Author :
Choudhari, Rahul ; Choudhari, R.D. ; Choudhari, Ajay
Abstract :
Notice of Violation of IEEE Publication Principles
"Increasing Search Engine Efficiency using Cooperative Web"
by Rahul Choudhari, Ajay Choudhari, R. D. Choudhari
in the Proceedings of the 2008 International Conference on Computer Science and Software Engineering (CSSE 2008), Wuhan, China, December 12, 2008
After careful and considered review of the content and authorship of this paper by a duly constituted expert committee, this paper has been found to be in violation of IEEE\´s Publication Principles.
This paper contains significant portions of original text from the paper cited below. The original text was copied without attribution (including appropriate references to the original author(s) and/or paper title) and without permission.
"Towards a Content-Provider-Friendly Web Page Crawler"
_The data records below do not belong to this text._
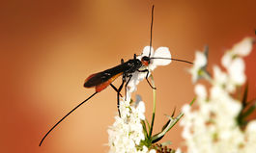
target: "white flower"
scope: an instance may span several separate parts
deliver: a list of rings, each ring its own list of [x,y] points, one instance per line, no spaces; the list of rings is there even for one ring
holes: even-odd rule
[[[242,85],[245,82],[244,62],[241,58],[233,60],[227,70],[235,85]]]
[[[235,55],[242,57],[247,56],[252,50],[252,44],[254,39],[252,38],[245,38],[241,42],[235,44],[232,48],[232,52]]]
[[[182,136],[185,140],[188,153],[252,153],[256,150],[256,120],[250,121],[242,131],[237,117],[242,111],[242,102],[234,98],[233,91],[245,82],[244,62],[242,59],[252,49],[252,38],[244,38],[234,45],[222,57],[222,64],[213,66],[213,78],[210,81],[210,91],[203,85],[195,86],[196,110],[189,105],[183,107],[185,117],[181,121],[184,127]],[[207,64],[203,59],[193,67],[192,75],[198,79],[198,71]]]
[[[206,88],[201,84],[195,86],[195,93],[199,99],[205,100],[207,98]]]
[[[130,92],[127,98],[121,98],[121,117],[115,116],[114,124],[108,129],[108,145],[110,153],[146,153],[148,148],[143,147],[142,151],[137,150],[136,145],[145,140],[141,120],[145,119],[145,104],[142,101],[137,105],[130,105]]]
[[[198,79],[202,77],[202,72],[206,72],[206,66],[208,64],[208,48],[206,47],[204,52],[197,51],[195,53],[194,64],[189,72],[192,75],[192,82],[195,83]]]
[[[151,49],[150,49],[151,48]],[[141,60],[144,56],[148,57],[151,52],[150,64],[148,66],[143,66],[140,70],[149,69],[150,73],[148,77],[151,74],[151,71],[153,71],[156,66],[158,65],[167,65],[171,63],[171,53],[167,47],[159,47],[154,52],[153,47],[146,46],[143,49],[143,52],[141,55],[137,57],[137,59]],[[154,59],[156,58],[156,59]],[[157,58],[166,58],[166,59],[157,59]],[[128,85],[128,90],[130,92],[133,92],[136,90],[136,86],[139,84],[140,81],[142,81],[147,75],[147,72],[138,72],[135,71],[132,74],[132,77]]]

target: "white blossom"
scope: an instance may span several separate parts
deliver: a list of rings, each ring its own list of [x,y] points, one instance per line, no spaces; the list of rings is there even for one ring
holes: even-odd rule
[[[208,48],[204,52],[197,51],[195,53],[195,60],[192,68],[189,72],[192,75],[192,82],[195,83],[198,79],[202,77],[202,73],[206,72],[205,67],[207,66],[208,61]],[[207,73],[207,72],[206,72]]]
[[[209,95],[203,85],[195,86],[197,96],[192,110],[189,105],[183,107],[184,127],[187,153],[252,153],[256,150],[256,120],[250,121],[242,131],[237,117],[242,111],[242,102],[234,98],[237,87],[245,82],[244,62],[242,57],[252,49],[252,38],[242,42],[225,53],[221,59],[226,72],[213,66],[213,77],[210,82]],[[201,61],[199,61],[201,59]],[[197,63],[198,60],[198,63]],[[197,79],[197,71],[207,62],[202,53],[196,53],[192,76]]]

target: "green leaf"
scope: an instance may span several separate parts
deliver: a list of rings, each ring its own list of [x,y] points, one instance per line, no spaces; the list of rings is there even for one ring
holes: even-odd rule
[[[180,115],[178,116],[176,116],[175,118],[173,118],[169,115],[166,115],[169,118],[167,126],[161,132],[159,132],[159,133],[157,133],[152,137],[152,142],[155,143],[155,142],[160,140],[164,137],[164,135],[169,130],[171,130],[171,128],[181,119],[181,117],[183,115],[184,115],[183,113],[180,113]]]
[[[248,96],[248,84],[246,83],[243,96],[242,96],[242,100],[243,108],[246,106],[247,96]]]
[[[146,138],[149,138],[149,134],[148,134],[148,131],[147,131],[145,120],[141,120],[141,123],[142,123],[142,127],[143,127],[144,136],[146,136]]]

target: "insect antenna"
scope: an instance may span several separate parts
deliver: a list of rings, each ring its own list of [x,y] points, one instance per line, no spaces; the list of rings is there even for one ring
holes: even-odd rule
[[[151,10],[151,38],[150,38],[150,53],[149,53],[149,58],[151,57],[151,48],[152,48],[153,21],[154,21],[154,5],[152,6],[152,10]]]
[[[151,59],[173,60],[173,61],[177,61],[177,62],[183,62],[183,63],[186,63],[186,64],[193,64],[193,63],[191,63],[191,62],[188,62],[188,61],[185,61],[185,60],[174,59],[174,58],[157,58],[157,57],[153,57]]]
[[[95,93],[93,93],[91,96],[89,96],[87,99],[85,99],[84,101],[82,101],[79,105],[77,105],[75,108],[73,108],[71,112],[69,112],[64,117],[62,117],[55,125],[52,126],[52,128],[43,136],[43,138],[42,139],[42,140],[40,141],[39,146],[42,145],[43,141],[44,140],[44,139],[49,135],[49,133],[57,126],[59,125],[68,115],[70,115],[74,110],[76,110],[78,107],[80,107],[82,104],[84,104],[86,101],[88,101],[89,99],[91,99],[94,95],[96,95],[96,93],[98,93],[98,91],[96,91]]]

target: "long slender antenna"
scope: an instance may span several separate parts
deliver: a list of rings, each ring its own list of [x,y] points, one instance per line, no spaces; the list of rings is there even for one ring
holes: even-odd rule
[[[186,64],[193,64],[193,63],[185,61],[185,60],[180,60],[180,59],[173,59],[173,58],[157,58],[157,57],[153,57],[151,59],[163,59],[163,60],[173,60],[173,61],[177,61],[177,62],[183,62],[183,63],[186,63]]]
[[[149,53],[149,58],[151,57],[151,48],[152,48],[153,20],[154,20],[154,5],[152,6],[152,10],[151,10],[151,39],[150,39],[150,53]]]
[[[88,101],[89,99],[91,99],[96,93],[98,93],[98,91],[96,91],[95,93],[93,93],[91,96],[89,96],[87,99],[85,99],[83,102],[81,102],[79,105],[77,105],[75,108],[73,108],[69,114],[67,114],[64,117],[62,117],[42,139],[42,140],[40,141],[39,146],[42,145],[43,141],[44,140],[44,139],[48,136],[48,134],[59,124],[61,123],[68,115],[70,115],[74,110],[76,110],[78,107],[80,107],[83,103],[85,103],[86,101]]]

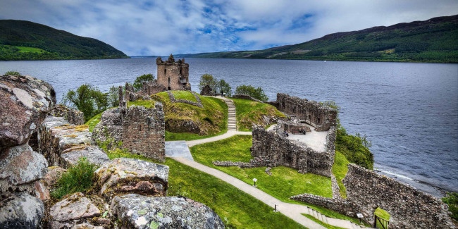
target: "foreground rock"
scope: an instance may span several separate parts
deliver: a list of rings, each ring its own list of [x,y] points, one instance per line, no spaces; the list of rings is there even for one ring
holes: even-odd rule
[[[27,142],[56,104],[52,86],[30,76],[1,76],[0,98],[0,152]]]
[[[51,228],[68,228],[100,216],[100,210],[82,193],[77,192],[51,207],[49,216]]]
[[[166,196],[168,166],[149,161],[119,158],[103,164],[95,172],[95,185],[108,199],[120,193]]]
[[[209,207],[184,197],[130,194],[116,197],[110,208],[123,228],[224,228]]]
[[[0,228],[37,228],[44,206],[39,199],[26,193],[16,194],[0,202]]]
[[[74,125],[85,124],[85,115],[82,112],[67,107],[62,104],[57,104],[51,110],[49,115],[56,117],[63,117],[70,123]]]
[[[89,163],[97,166],[110,161],[106,154],[98,147],[81,146],[63,151],[61,154],[61,165],[62,167],[68,168],[78,163],[80,159],[83,157],[86,158]]]
[[[13,192],[35,193],[33,182],[47,173],[48,163],[27,144],[11,147],[0,155],[0,199]]]

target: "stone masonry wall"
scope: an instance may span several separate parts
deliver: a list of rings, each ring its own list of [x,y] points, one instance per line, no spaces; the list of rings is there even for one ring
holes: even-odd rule
[[[438,198],[355,164],[343,180],[348,201],[373,223],[380,207],[390,213],[390,228],[453,228],[448,206]]]
[[[316,101],[278,93],[276,103],[280,111],[303,117],[316,127],[316,131],[328,131],[337,125],[337,111]]]
[[[281,131],[267,131],[256,127],[253,129],[252,156],[263,157],[275,166],[294,168],[299,173],[311,173],[330,177],[333,155],[318,152],[304,143],[291,141]]]
[[[132,153],[164,161],[165,123],[162,104],[156,109],[130,106],[123,121],[123,147]]]
[[[190,65],[185,59],[175,61],[173,56],[163,61],[161,57],[156,59],[157,65],[157,82],[166,87],[168,90],[190,90],[189,83]],[[169,80],[170,79],[170,80]],[[181,80],[184,82],[181,82]]]

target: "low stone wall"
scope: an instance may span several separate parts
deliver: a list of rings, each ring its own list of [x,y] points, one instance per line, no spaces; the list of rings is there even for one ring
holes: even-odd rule
[[[252,135],[252,156],[264,156],[273,166],[284,166],[296,168],[299,173],[330,177],[333,155],[316,151],[304,143],[291,141],[283,136],[279,130],[267,131],[256,127],[253,129]]]
[[[274,102],[272,102],[274,103]],[[337,111],[315,101],[277,94],[277,108],[280,111],[294,115],[311,122],[316,131],[328,131],[337,125]]]
[[[380,207],[390,213],[390,228],[453,228],[447,204],[393,178],[349,164],[343,183],[348,200],[359,206],[370,224]]]
[[[172,93],[172,92],[171,92],[169,91],[167,91],[167,94],[168,94],[168,98],[170,99],[170,101],[171,103],[182,103],[182,104],[186,104],[195,106],[200,107],[200,108],[204,108],[204,105],[202,105],[202,102],[200,100],[200,97],[199,97],[199,95],[197,94],[194,92],[191,92],[191,93],[192,93],[194,97],[196,98],[196,100],[197,101],[197,102],[192,101],[189,101],[189,100],[186,100],[186,99],[175,99],[175,96],[173,96],[173,93]]]

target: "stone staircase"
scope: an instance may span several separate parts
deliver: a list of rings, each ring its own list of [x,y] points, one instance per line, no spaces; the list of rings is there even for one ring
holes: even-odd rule
[[[307,211],[308,212],[305,212],[305,213],[308,213],[309,215],[314,216],[315,218],[318,219],[318,221],[323,223],[328,223],[329,225],[332,225],[334,226],[339,226],[339,227],[342,227],[349,229],[366,228],[365,227],[361,227],[361,225],[357,225],[351,221],[326,217],[326,216],[321,214],[321,213],[309,207],[307,207]]]
[[[224,102],[228,105],[228,131],[237,130],[237,120],[235,119],[235,105],[233,101],[228,99],[223,99]]]

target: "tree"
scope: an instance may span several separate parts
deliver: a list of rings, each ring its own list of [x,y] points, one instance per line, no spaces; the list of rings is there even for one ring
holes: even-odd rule
[[[100,92],[98,87],[85,84],[75,91],[68,90],[63,97],[63,103],[81,111],[85,120],[105,111],[109,106],[107,94]]]
[[[246,94],[256,99],[267,101],[268,97],[261,87],[254,88],[252,85],[240,85],[235,89],[235,94]]]
[[[200,81],[199,82],[199,89],[202,91],[202,88],[204,88],[205,85],[210,86],[210,88],[211,88],[213,92],[217,92],[218,85],[216,80],[213,78],[213,75],[210,74],[204,74],[200,77]]]
[[[228,83],[225,82],[224,80],[221,80],[218,83],[218,87],[219,88],[219,92],[223,92],[225,94],[226,96],[228,97],[231,97],[232,96],[232,88],[230,87],[230,85],[229,85]]]
[[[144,82],[150,82],[153,80],[154,80],[154,75],[153,75],[153,74],[142,75],[137,77],[135,79],[135,81],[134,81],[134,89],[135,89],[136,92],[138,92],[140,90],[140,89],[142,89],[142,87],[143,87]]]

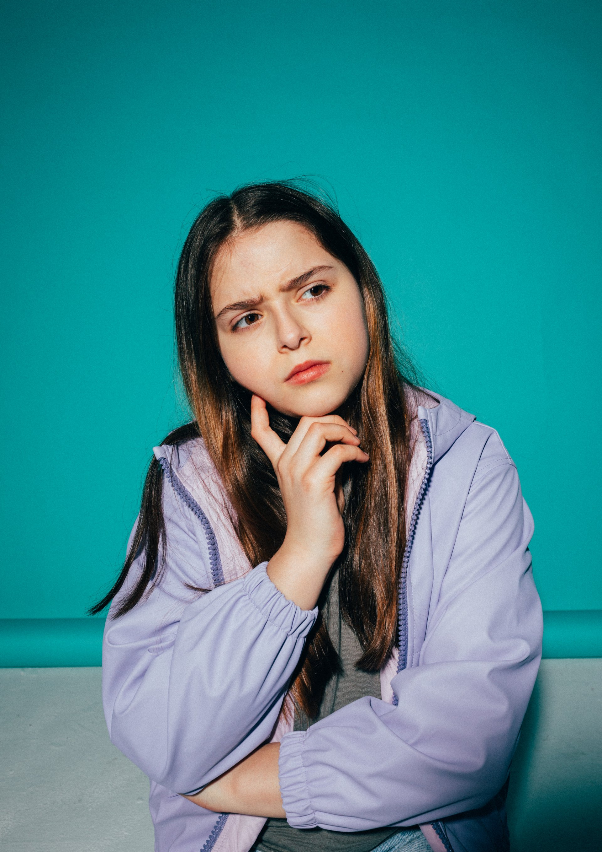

by Jie Xu, Qinglan Li, Huiming Qu, Alexandros Labrinidis,
in Proceedings of the 10th International Workshop on Web and Databases (WebDB 2007), Beijing, China, June 15, 2007
The performance of the search engine is mainly dependent on freshness of search enginepsilas index which maintains web content in the repository. The other is quality of the ranking algorithm or matching algorithm. The earlier factor is never ending quest because the content of the Web keep up changing after a particular time. Web crawler crawl Web pages and refreshes the index for search engine. To keep the freshness of the result by the search engine, crawling of the Web page should be fundamentally linked with the frequency updates of the Web pages. But the size of Web today and the inherent resource constraints: re-crawling too frequently leads to wasted bandwidth and re-crawling infrequently leads to the poor performance of the search engine. In this paper, we address the scheduling problem and a solution for the Web crawlers, with the objective of the optimizing the resources like freshness of repository and the quality of the index. Towards this we divi- ded the Web content providers into two parts: 1) active; 2) inactive. For inactive content providers we use agents who continuously crawls the content providers and collect the update pattern of the content providers. We also propose a scheduling scheme which capitalizes on the information given by the agents. Extensive experiments with real web traces demonstrate that it plays major role in improving the content quality of the index.